Background and motivation

From time to time there's a need to not only check whether stack contains a bubbling up exception, but also to get access to the exception itself.

For example, in Open Telemetry library ExceptionProcessor uses Marshal.GetExceptionPointers to check whether exception is thrown withing the scope of activity.

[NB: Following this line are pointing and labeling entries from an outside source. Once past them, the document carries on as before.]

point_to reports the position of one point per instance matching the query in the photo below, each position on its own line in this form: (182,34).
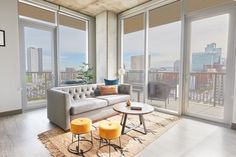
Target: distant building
(34,59)
(177,65)
(137,62)
(207,60)
(69,74)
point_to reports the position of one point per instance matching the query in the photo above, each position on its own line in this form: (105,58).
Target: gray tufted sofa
(67,103)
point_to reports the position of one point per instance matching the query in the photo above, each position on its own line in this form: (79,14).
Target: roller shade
(194,5)
(72,22)
(165,14)
(36,13)
(133,24)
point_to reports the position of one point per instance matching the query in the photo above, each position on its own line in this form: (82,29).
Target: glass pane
(133,56)
(209,39)
(72,53)
(38,56)
(164,65)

However, if I don't want `OperationCancelledException' to be treated as an error, I need to have access to the instance of the exception thrown. Currently, there's no such possibility.

API Proposal

Well, I am not familiar with the intricacies of CLR, and whether such API is conceptually possible, but something like adding property to AppDomain could work:

public sealed class AppDomain
{
    public Exception? CurrentException {get;}
}

throw should set this property (overwriting previous value), catch with matching exception should set it to null.

API Usage

try
{
    throw new Exception();
}
finally
{
    // Here it is not null;
      Console.WriteLine(AppDomain.CurrentDomain.CurrentException is not null);
}
try
{
    throw new Exception();
}
catch
{
    // Here it is null;
   Console.WriteLine(AppDomain.CurrentDomain.CurrentException is null);
}
finally
{
    // Here it is null;
   Console.WriteLine(AppDomain.CurrentDomain.CurrentException is null);
}
try
{
    throw new Exception();
}
catch
{
    // Here it is null;
   Console.WriteLine(AppDomain.CurrentDomain.CurrentException is null);

   throw;
}
finally
{
    // Here it is not null;
   Console.WriteLine(AppDomain.CurrentDomain.CurrentException is not null);
}

Not sure whether value should propagate with async.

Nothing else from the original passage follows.